On May 1, 1852, the adventurer and performer Calamity Jane is born near Princeton, Missouri.
The myths and fabrications concerning the life of Calamity Jane are so numerous it is difficult to discover her true story. Legend has it that at various times Jane worked as a dishwasher at Fort Bridger, a laborer on the Union Pacific, a scout for General Custer, and a teamster. Some claim that Jane’s parents died when she was only eight years old and the event led to her nickname “Calamity,” but serious historians have never found any solid evidence for any of these legends.
What reliable records do exist indicate that she was born Martha Jane Canary and spent the first 13 years of her life in rural Missouri. In 1865, she and her family moved west to the booming gold rush town of Virginia City, Montana. There she grew into a tall and powerfully built young woman who liked to wear men’s clothing and spend her time in the company of men. Like many young frontier women, Jane learned to ride and shoot at an early age, and she apparently bridled at the narrow limits placed on women in her era.
By the early 1870s, Jane appears to have been out on her own. She was able to find occasional work in Virginia City as a laundress, one of the few occupations that were open to women at the time. In 1875, she joined a scientific expedition into the Black Hills of South Dakota, probably working as a laundress and camp follower rather than the teamster of legend. Still, Jane’s participation in the expedition put her in the Black Hills during the height of the subsequent gold rush to the region from 1876 to 1880. She eventually settled in the rugged boomtown of Deadwood, South Dakota.
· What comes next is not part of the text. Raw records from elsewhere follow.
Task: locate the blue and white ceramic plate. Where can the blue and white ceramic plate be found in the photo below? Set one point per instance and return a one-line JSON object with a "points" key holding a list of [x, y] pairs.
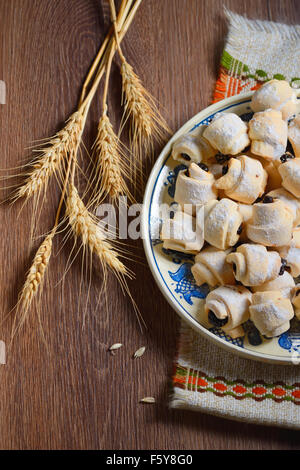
{"points": [[172, 272]]}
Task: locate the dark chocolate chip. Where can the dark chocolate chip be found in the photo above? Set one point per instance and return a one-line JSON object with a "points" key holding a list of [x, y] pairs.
{"points": [[268, 200], [221, 158], [246, 116], [254, 337], [286, 156], [216, 321], [203, 166], [225, 169]]}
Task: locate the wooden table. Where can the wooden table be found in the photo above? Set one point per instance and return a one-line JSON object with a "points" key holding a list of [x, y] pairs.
{"points": [[78, 396]]}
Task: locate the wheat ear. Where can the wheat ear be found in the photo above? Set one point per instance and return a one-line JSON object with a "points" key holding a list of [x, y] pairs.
{"points": [[111, 165], [85, 227], [34, 281], [147, 124], [51, 158]]}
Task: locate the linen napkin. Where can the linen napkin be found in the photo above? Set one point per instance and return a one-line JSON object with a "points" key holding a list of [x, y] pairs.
{"points": [[207, 378]]}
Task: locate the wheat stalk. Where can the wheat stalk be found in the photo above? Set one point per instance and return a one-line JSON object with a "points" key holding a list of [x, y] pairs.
{"points": [[111, 166], [147, 123], [34, 281], [52, 157], [85, 227]]}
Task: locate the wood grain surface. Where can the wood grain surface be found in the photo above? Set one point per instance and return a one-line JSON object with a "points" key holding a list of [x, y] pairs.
{"points": [[77, 395]]}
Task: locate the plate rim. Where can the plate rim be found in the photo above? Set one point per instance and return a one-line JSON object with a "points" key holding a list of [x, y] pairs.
{"points": [[148, 248]]}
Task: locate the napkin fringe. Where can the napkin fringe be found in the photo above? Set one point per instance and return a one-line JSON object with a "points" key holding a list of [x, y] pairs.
{"points": [[239, 25]]}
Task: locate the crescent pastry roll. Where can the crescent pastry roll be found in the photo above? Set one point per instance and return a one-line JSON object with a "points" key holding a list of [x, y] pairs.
{"points": [[290, 174], [291, 253], [268, 134], [294, 135], [210, 267], [194, 187], [296, 300], [254, 265], [191, 148], [284, 284], [227, 133], [289, 200], [244, 181], [271, 313], [182, 233], [271, 224], [228, 308], [275, 94], [274, 178], [222, 223]]}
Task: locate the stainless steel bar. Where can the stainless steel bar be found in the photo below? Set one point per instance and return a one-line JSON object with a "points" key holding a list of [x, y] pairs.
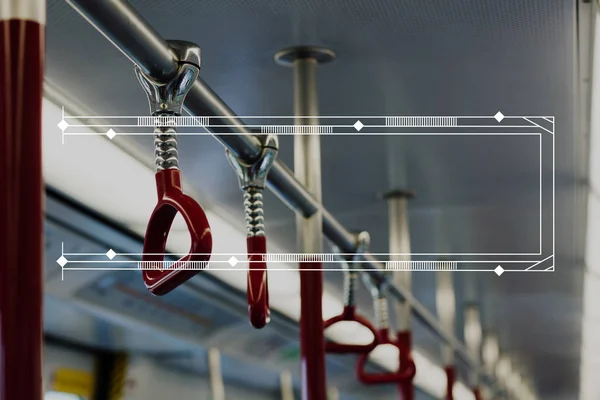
{"points": [[117, 20], [400, 244], [217, 388], [307, 168]]}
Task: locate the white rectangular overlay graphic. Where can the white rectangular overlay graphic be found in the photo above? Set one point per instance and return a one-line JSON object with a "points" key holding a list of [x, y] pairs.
{"points": [[538, 259]]}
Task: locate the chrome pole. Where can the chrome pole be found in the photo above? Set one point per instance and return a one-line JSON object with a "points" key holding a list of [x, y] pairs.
{"points": [[307, 168], [124, 27]]}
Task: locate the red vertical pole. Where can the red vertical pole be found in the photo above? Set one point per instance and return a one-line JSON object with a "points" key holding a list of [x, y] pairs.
{"points": [[21, 82], [312, 338], [307, 168]]}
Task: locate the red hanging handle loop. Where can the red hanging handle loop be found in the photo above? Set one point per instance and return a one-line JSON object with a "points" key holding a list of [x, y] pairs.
{"points": [[259, 312], [166, 102], [450, 379], [349, 314], [171, 200], [405, 372], [252, 178]]}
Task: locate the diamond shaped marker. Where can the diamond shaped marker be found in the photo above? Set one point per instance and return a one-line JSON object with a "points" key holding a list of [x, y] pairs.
{"points": [[111, 254], [62, 261], [358, 126], [233, 261]]}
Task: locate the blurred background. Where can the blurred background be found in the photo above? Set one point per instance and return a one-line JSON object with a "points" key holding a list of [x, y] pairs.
{"points": [[535, 333]]}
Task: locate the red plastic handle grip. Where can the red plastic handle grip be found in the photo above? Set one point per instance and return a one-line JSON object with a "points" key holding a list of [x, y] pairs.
{"points": [[450, 379], [258, 283], [405, 372], [172, 200], [349, 314]]}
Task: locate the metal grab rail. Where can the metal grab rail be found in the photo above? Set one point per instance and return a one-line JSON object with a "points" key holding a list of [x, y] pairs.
{"points": [[123, 26]]}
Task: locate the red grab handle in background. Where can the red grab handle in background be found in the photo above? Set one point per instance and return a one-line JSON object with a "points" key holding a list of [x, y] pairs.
{"points": [[258, 283], [405, 372], [349, 314], [407, 366], [172, 200]]}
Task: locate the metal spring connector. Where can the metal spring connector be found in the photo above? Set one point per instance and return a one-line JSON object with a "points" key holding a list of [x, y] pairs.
{"points": [[381, 311], [350, 288], [253, 180], [363, 241], [165, 146], [255, 215]]}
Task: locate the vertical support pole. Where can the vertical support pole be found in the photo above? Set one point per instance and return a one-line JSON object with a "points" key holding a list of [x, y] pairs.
{"points": [[400, 244], [473, 339], [22, 47], [307, 168], [217, 388], [399, 237], [446, 309]]}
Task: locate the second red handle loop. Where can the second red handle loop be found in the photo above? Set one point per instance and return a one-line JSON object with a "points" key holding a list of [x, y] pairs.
{"points": [[259, 313]]}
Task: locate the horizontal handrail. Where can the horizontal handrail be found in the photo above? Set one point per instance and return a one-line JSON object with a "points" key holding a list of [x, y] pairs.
{"points": [[125, 28]]}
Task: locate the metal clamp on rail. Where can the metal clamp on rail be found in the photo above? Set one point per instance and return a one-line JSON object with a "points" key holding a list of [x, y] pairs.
{"points": [[166, 101], [406, 368], [349, 313], [253, 180]]}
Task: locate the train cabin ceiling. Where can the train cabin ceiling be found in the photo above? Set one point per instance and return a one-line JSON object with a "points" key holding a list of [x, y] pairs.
{"points": [[409, 57]]}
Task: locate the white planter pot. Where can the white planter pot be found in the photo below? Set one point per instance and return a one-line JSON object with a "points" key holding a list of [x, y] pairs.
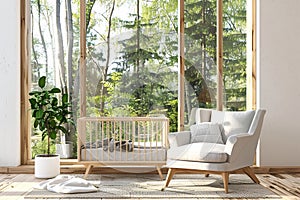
{"points": [[46, 166], [64, 150]]}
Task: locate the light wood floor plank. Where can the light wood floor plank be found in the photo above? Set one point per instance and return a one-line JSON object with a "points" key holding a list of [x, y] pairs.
{"points": [[16, 186]]}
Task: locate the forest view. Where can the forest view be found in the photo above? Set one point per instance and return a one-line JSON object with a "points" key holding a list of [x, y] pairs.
{"points": [[132, 55]]}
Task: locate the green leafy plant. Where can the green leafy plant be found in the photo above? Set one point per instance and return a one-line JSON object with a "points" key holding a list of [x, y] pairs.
{"points": [[50, 113]]}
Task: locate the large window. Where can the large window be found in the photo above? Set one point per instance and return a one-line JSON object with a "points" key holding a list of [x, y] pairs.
{"points": [[139, 58]]}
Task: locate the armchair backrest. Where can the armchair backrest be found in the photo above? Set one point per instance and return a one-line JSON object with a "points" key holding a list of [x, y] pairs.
{"points": [[233, 122], [243, 152]]}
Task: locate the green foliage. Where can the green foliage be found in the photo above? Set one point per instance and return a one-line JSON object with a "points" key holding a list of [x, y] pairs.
{"points": [[40, 147], [50, 114]]}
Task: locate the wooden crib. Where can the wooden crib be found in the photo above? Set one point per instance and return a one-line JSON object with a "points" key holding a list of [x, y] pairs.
{"points": [[122, 141]]}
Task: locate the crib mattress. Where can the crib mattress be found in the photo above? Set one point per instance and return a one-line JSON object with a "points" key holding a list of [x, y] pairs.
{"points": [[137, 154]]}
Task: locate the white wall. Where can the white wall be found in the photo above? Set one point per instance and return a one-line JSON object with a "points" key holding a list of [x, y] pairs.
{"points": [[10, 83], [279, 63]]}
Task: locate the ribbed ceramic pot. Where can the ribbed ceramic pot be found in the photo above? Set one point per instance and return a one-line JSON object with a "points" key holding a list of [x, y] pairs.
{"points": [[46, 166]]}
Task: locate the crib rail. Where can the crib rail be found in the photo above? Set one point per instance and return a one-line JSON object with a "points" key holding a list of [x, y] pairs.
{"points": [[122, 140]]}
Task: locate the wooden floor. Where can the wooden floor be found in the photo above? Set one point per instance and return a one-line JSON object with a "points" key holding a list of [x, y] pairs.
{"points": [[16, 186]]}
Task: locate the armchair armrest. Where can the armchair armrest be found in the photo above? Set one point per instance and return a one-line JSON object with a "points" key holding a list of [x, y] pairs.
{"points": [[241, 148], [177, 139]]}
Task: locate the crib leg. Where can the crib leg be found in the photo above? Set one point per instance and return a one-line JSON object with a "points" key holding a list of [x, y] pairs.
{"points": [[159, 172], [87, 171]]}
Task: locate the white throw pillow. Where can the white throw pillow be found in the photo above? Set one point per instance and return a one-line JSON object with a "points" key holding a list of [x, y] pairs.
{"points": [[206, 132], [237, 122]]}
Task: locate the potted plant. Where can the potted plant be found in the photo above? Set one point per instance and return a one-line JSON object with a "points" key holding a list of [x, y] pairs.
{"points": [[50, 115]]}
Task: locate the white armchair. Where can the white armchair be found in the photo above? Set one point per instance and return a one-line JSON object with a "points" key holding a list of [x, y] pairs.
{"points": [[239, 132]]}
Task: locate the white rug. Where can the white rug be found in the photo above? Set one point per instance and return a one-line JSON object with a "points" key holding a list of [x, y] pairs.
{"points": [[182, 186]]}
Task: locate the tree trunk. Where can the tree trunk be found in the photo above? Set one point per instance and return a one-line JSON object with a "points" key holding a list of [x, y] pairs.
{"points": [[36, 61], [70, 41], [104, 75], [138, 37], [42, 37], [60, 49]]}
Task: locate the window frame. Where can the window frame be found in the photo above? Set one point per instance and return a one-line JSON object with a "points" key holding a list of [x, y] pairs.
{"points": [[25, 69]]}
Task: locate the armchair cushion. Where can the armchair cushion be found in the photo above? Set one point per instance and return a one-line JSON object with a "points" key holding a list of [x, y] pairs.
{"points": [[237, 122], [179, 138], [206, 132], [201, 152]]}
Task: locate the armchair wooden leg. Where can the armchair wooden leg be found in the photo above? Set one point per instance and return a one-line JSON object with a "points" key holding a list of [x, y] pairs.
{"points": [[87, 171], [225, 176], [159, 172], [250, 173], [171, 172]]}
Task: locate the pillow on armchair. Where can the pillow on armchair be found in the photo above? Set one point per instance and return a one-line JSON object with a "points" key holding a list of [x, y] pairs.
{"points": [[206, 132]]}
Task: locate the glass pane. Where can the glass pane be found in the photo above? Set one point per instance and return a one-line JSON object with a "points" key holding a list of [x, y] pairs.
{"points": [[200, 55], [55, 54], [235, 52], [132, 59]]}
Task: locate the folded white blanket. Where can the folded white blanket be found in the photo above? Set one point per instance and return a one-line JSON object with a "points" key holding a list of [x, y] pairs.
{"points": [[67, 184]]}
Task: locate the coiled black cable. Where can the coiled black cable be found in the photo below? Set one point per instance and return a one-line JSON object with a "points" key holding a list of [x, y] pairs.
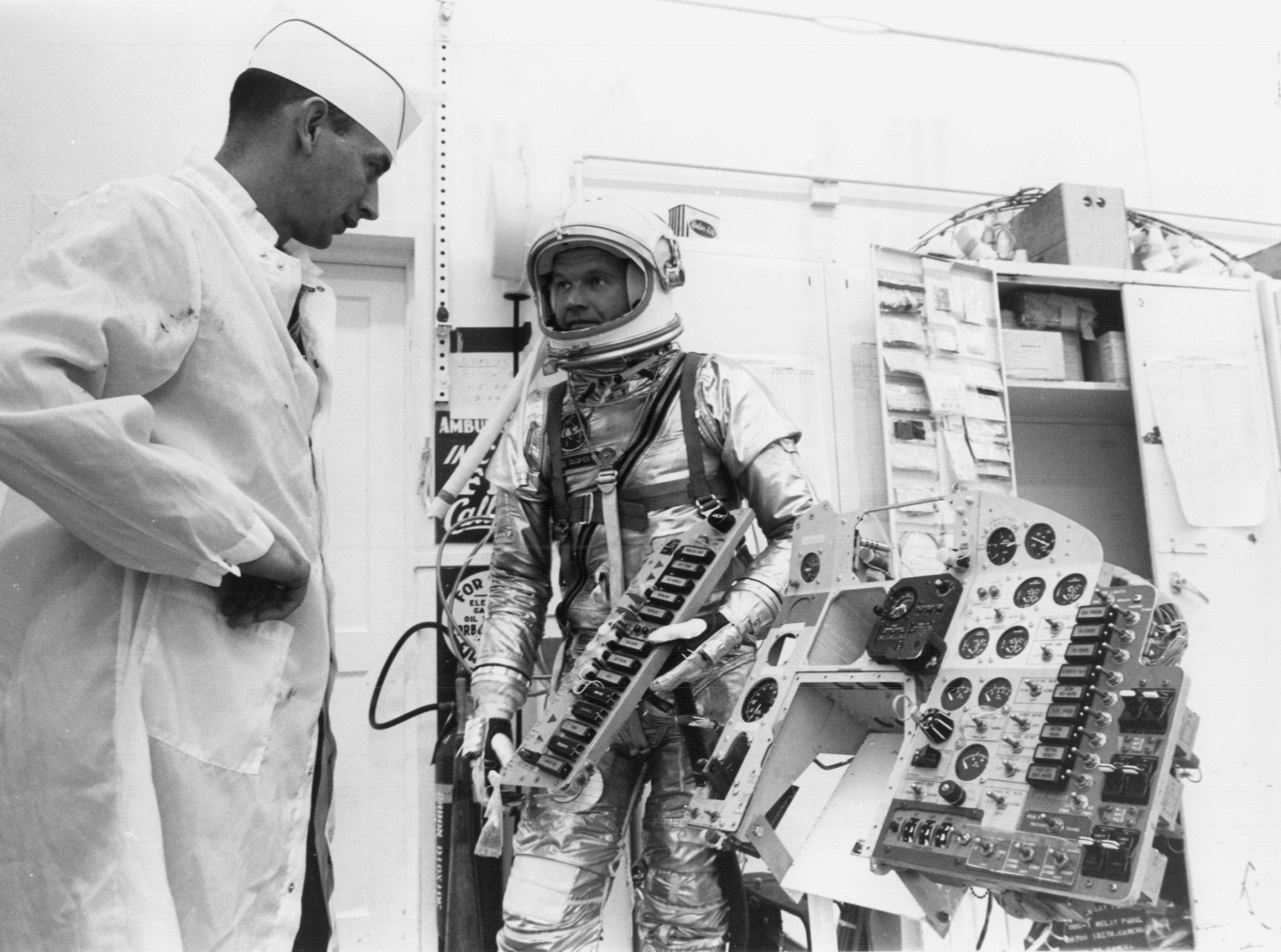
{"points": [[382, 676]]}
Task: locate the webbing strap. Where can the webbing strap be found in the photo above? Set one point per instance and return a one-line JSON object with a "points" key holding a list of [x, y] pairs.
{"points": [[699, 487], [635, 503], [560, 497]]}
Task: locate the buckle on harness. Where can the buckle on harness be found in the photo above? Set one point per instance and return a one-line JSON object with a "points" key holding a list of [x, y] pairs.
{"points": [[711, 509]]}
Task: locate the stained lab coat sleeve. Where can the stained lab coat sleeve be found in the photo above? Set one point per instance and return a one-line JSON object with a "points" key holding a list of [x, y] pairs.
{"points": [[95, 318]]}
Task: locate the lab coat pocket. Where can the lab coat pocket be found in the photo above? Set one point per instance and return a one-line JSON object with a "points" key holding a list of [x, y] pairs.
{"points": [[208, 690]]}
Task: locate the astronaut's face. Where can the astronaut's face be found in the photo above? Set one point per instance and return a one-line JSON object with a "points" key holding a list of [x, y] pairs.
{"points": [[589, 287]]}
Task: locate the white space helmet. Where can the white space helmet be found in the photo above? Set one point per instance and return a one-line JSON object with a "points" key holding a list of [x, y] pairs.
{"points": [[654, 268]]}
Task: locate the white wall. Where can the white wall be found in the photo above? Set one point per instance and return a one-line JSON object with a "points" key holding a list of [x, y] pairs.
{"points": [[91, 91]]}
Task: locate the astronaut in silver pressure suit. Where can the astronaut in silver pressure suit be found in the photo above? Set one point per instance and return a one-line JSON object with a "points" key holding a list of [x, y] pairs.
{"points": [[604, 275]]}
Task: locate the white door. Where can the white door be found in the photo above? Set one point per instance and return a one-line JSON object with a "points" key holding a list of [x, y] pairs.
{"points": [[1199, 378], [368, 465]]}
Given to hard drinking and carousing, she attracted public attention with stunts like riding a bull down the main street of Rapid City. By the 1890s, many Americans were already fascinated with the rapidly fading days of the Wild West, and a wild woman like Jane was extremely interesting. Jane catered to this fascination with boasts of her supposed exploits, claiming to have been a uniformed army scout for General Custer, for example, though there was no evidence this was true. Ultimately, Jane was a performer, providing the public with the appropriately grand and mythic image of the West.
By 1896, Jane’s hard living had begun to take a toll, and she was suffering from the debilitating effects of severe alcoholism. Nonetheless, she accepted an offer to appear on the stage in Minneapolis in her self-created persona of Calamity Jane. In 1901, she was even invited to the Pan-American Exposition in Buffalo, New York. Wherever she went, Jane brought along copies of her hopelessly inaccurate autobiography, which she sold to credulous fans for a few pennies.
One of the most persistent legends has been that Jane was married to the famous gunslinger and lawman Wild Bill Hickok and that she may have given birth to his child. Yet again, biographers have been unable to establish any connection between Jane and Hickok. There is some evidence Jane may have given birth to a daughter, but if the child existed at all, its paternity was uncertain. Most likely, Jane simply fabricated the affair with Hickok, although she eventually may have come to believe that this-and other stories about her life–were actually true.
Two years before she died, she seems to have finally tired of living the self-created persona of Calamity Jane. Found sick and drunk in an African-American bordello in Horr, Montana, she grumbled an uncharacteristic wish that the world would “leave me alone and let me go to hell my own route.” She died at the age of 51 on August 1, 1903, in Terry, South Dakota.